The former administration facility is zoned as B1 residential. According to the Brookhaven town code, a zoning classification of B1 residential limits building uses to the following:

  • One-family dwellings excluding mobile homes;
  • Churches, parish houses, convents/monasteries, and similar places of worship;
  • Open farming as long as odor- or dust-producing materials are stored at least 150 feet away from a street line;
  • Public, parochial, or private school facilities, excluding daycare facilities;
  • Offices of a physician, architect, lawyer or other similar professional individual who resides on premises and whose use of the building for that professional would be considered incidental and occupy up to one-third of the first floor;
  • Accessory uses including a private garage, housing models, greenhouses, detached storage sheds up to a height of 12 feet, and barns up to a height of 18 feet;
  • Special permit uses include daycare centers; private community centers; nonprofit ambulance organizations; parks, playgrounds and other outdoor recreational uses; cemeteries; college/university facilities; museum use when accompanied by designation as a historic structure.

Carlson said the property is unlikely to see a store such as 7-11 move in, but if a potential tenant wanted to use the grounds for something other than what is included in its zoning classification, that tenant could apply to the town for a variance.

"That would be up to the tenant to do that," he said.

Carlson said a handful of organizations have expressed interested in the property, but declined to discuss which ones.

At least one local religious group, Chabad at Stony Brook, has said it would consider leasing the facility.

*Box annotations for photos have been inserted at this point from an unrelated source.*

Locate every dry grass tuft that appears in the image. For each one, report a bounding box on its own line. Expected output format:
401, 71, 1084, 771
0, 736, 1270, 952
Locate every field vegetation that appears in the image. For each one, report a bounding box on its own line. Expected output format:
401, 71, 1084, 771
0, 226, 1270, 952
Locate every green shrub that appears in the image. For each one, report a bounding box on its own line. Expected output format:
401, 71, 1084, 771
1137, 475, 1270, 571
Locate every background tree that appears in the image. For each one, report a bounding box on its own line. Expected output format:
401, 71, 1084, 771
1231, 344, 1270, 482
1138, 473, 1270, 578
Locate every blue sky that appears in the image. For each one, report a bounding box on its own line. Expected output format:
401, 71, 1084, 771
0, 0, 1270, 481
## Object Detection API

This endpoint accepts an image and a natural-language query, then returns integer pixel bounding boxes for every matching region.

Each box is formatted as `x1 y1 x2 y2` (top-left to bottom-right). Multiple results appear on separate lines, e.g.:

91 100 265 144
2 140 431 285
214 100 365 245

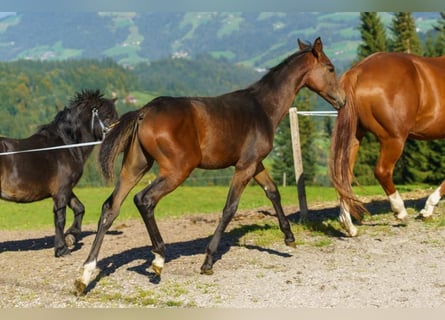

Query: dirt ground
0 190 445 308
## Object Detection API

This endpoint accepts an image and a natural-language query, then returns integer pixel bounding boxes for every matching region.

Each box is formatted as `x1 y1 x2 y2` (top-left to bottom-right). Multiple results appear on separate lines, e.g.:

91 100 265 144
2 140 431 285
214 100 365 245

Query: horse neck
56 113 94 163
254 56 309 129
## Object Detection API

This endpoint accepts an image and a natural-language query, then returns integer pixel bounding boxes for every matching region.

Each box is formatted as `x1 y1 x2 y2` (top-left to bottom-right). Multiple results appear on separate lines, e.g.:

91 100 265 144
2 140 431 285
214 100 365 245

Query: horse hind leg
134 168 191 276
65 193 85 248
418 180 445 220
374 139 408 222
254 163 295 247
53 196 71 257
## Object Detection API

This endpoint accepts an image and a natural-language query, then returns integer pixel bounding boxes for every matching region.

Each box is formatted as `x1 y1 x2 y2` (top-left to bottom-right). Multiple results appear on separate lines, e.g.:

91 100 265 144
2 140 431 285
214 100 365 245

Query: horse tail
99 110 139 181
329 73 368 222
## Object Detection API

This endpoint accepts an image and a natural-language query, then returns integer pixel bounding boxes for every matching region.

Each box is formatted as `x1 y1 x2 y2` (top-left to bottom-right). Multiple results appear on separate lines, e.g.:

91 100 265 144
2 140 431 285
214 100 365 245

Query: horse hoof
284 241 297 248
201 268 213 276
54 247 71 258
151 264 162 277
74 279 87 296
416 214 433 222
65 233 76 248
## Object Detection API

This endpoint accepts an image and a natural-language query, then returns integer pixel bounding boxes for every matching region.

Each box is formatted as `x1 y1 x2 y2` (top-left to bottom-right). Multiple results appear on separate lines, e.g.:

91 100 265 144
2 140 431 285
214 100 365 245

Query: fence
289 108 337 220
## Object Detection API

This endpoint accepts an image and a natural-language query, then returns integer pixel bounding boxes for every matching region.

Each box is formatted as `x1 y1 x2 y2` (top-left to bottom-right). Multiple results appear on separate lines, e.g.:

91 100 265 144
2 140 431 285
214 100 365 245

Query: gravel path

That organization has received approval from the Town of Brookhaven to on the east side of Nicolls Road on a property bordering the Unitarian Universalist Fellowship. However, Chabad co-director Rabbi Chaim Grossbaum said the organization is still in the fundraising process before it can break ground, and would consider the former administrative building as an interim home.

"As our services are expanding, there is more demand for what we offer," Grossbaum said. "We're down in Lake Grove, but much of our clientele is in the Stony Brook area, so that's really where we belong."